Deed was expecting the wolf when it came. He had heard it coming through the trees; soft footed, it had nonetheless betrayed itself by the single rustle of a twig. He pretended to be lost, glancing nervously around him, adjusting his appearance to partway human. It would not fool the wolf entirely—they knew disir when they smelled one—but it might confuse it. Thus he was, deliberately, facing away from the wolf when it sprang. Then he turned, falling backwards, reaching up with taloned fingers to rake the wolf’s throat. Its own momentum ripped out its jugular. Deed, exulting, was covered in a bath’s worth of blood. He drank it in, an indulgence, for it was the wolf’s spirit that he was lapping up, stealing its strength, its wildness, its ferocity. At the very bottom of its animal soul lay something that might be compared to a bright jewel: a shining pearl which Deed recognised as its imprimatur from the old god. A berry of mistletoe. This he did not touch, and it fell snowflake silent to the ground and dimmed away. There was a chance that Loki would be conscious of it, a little candle going out, but hell, animals died all the time. He hadn’t been aware of any tugs on the wyrd-web, but he’d taken good care to shut himself off from it, severing any connections that might have curled out, vine tendrils from his spirit. Old Loki was subtle, though. Deed still wasn’t planning on taking risks.

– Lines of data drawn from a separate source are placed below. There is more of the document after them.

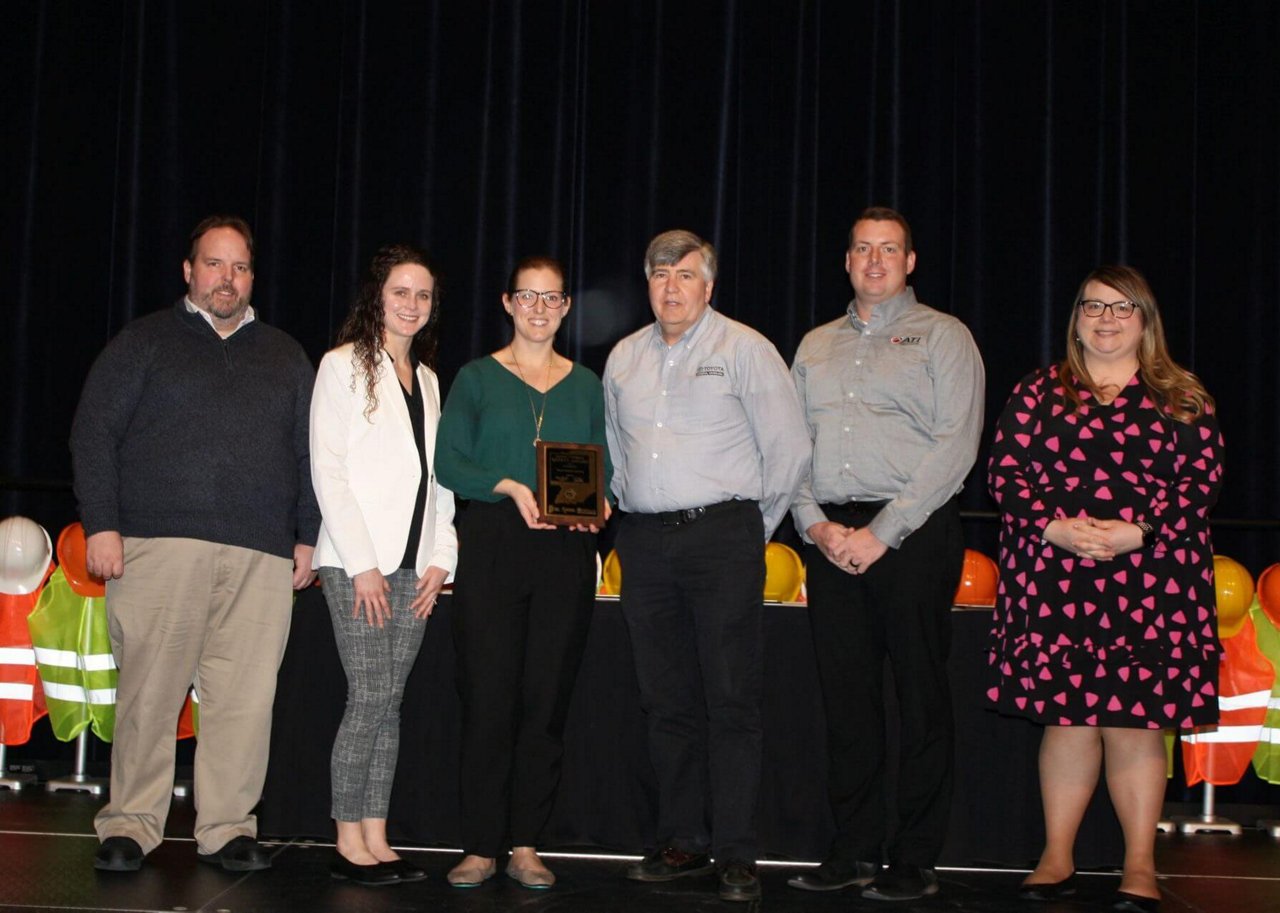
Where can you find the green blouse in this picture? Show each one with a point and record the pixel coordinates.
(487, 429)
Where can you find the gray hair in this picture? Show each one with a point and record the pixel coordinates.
(671, 247)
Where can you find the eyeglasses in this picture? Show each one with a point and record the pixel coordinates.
(1120, 310)
(528, 297)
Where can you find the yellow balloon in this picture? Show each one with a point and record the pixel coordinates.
(611, 580)
(1234, 587)
(784, 573)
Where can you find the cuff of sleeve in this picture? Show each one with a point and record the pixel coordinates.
(446, 561)
(890, 528)
(805, 516)
(99, 519)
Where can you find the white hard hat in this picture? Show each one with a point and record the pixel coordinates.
(24, 555)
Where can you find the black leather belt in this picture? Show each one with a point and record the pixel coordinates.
(694, 514)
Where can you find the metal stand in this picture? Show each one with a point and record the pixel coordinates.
(78, 781)
(1207, 822)
(14, 781)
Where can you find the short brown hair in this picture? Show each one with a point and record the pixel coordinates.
(883, 214)
(209, 223)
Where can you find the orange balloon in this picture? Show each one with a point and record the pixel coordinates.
(978, 580)
(71, 558)
(1269, 593)
(1234, 587)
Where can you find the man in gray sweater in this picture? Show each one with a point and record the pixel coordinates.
(190, 450)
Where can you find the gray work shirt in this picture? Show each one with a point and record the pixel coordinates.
(709, 419)
(895, 410)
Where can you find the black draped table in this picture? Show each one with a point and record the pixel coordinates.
(607, 797)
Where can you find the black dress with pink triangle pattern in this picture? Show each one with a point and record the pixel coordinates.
(1129, 642)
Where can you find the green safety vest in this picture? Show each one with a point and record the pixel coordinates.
(1266, 759)
(73, 656)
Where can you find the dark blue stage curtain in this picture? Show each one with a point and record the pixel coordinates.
(1025, 140)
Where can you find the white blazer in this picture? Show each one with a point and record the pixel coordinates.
(366, 471)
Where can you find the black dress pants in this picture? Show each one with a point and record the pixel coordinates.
(693, 602)
(522, 603)
(899, 610)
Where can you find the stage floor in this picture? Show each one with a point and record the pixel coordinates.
(46, 847)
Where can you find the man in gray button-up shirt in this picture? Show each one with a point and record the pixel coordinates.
(894, 395)
(708, 446)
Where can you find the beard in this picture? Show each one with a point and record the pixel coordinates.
(223, 309)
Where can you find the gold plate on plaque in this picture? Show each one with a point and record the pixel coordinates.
(571, 483)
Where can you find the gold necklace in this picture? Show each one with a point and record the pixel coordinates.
(538, 414)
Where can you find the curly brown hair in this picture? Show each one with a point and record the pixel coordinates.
(364, 324)
(1179, 392)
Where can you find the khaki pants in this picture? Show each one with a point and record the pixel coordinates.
(190, 611)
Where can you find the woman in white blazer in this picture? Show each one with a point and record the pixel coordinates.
(387, 544)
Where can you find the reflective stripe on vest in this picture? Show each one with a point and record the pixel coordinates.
(1220, 754)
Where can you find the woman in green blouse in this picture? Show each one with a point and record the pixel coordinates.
(524, 590)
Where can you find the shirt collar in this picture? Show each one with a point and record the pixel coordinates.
(886, 311)
(246, 318)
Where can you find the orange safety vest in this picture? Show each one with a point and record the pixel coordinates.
(1220, 754)
(22, 702)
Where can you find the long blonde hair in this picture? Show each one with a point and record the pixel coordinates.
(1175, 389)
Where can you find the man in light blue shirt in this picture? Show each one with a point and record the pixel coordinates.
(708, 446)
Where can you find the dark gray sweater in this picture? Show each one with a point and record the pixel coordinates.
(182, 433)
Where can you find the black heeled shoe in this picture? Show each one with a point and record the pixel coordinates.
(1047, 890)
(1134, 903)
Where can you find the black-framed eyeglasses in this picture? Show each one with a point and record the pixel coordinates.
(1120, 310)
(528, 297)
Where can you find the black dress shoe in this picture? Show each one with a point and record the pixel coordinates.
(375, 875)
(737, 881)
(406, 870)
(240, 854)
(903, 882)
(1134, 903)
(668, 864)
(118, 854)
(1047, 890)
(831, 876)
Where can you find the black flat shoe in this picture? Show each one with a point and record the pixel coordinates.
(406, 870)
(1047, 890)
(739, 882)
(1134, 903)
(118, 854)
(668, 864)
(376, 875)
(831, 877)
(240, 854)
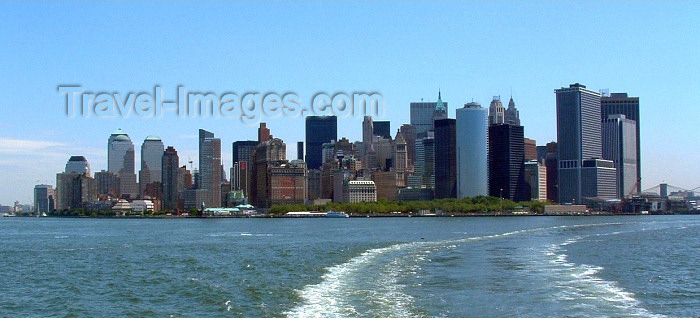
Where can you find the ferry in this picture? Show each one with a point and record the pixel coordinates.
(336, 214)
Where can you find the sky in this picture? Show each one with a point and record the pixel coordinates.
(404, 51)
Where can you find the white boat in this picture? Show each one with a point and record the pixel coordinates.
(336, 214)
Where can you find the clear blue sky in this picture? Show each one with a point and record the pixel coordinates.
(403, 50)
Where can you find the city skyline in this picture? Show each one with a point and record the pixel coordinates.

It was now obvious that Mareritt would not be mended by the time they reached the Pass. Mercy estimated this to be another thirty seconds or so. The Pass filled the sky: it was like flying into the sunset. As a child, and sometimes now, Mercy had hung out of the back windows of her house, looking into the shining crimson sky above the Western Sea and its the golden clouds of islands, wondering if she would ever visit them. A whimsical notion, but now here she was. These clouds were moving too fast to be islands, however. They were like boiling clouds of golden steam, laced with lightning fire. Mercy couldn’t help feeling if she took the sleigh into the middle of that, they’d all be fried.

Then the clouds parted and she gasped. There were gates in the Pass. They reared up in the form of columns of black cloud, soft as ink or soot, then hardening to the resemblance of stone. On a ledge on the left hand gate, someone was standing, holding a sword of flame.

“You’ll have to—have to—” That was Mareritt, from the back of the sleigh. Her voice was a reedy gasp, almost inaudible.

“What’s she saying?” Mercy called.

“You’ll have to stop the sleigh!”

“But what about the demons?” Mercy looked back. They were still being pursued, but the bulk of the swarm was still amassing, readying to pour through the Pass. The heads continued to spit fire. Shadow leaned over the lip of the sleigh. Her gaze was intent.

“Mercy, you’ll have to take us down to that ledge. We’ve got to go past the guardian.”

“Do you know who it is?”

“No, but I’ve got some suspicions.”

The sleigh soared downwards. Close up, Mercy could see that the columns were akin to basalt: if this was an illusion, it was a remarkably realistic one. Both the ledge, and the figure, were far larger than they should have been, but as the sleigh grew rapidly nearer they, too, adjusted in size.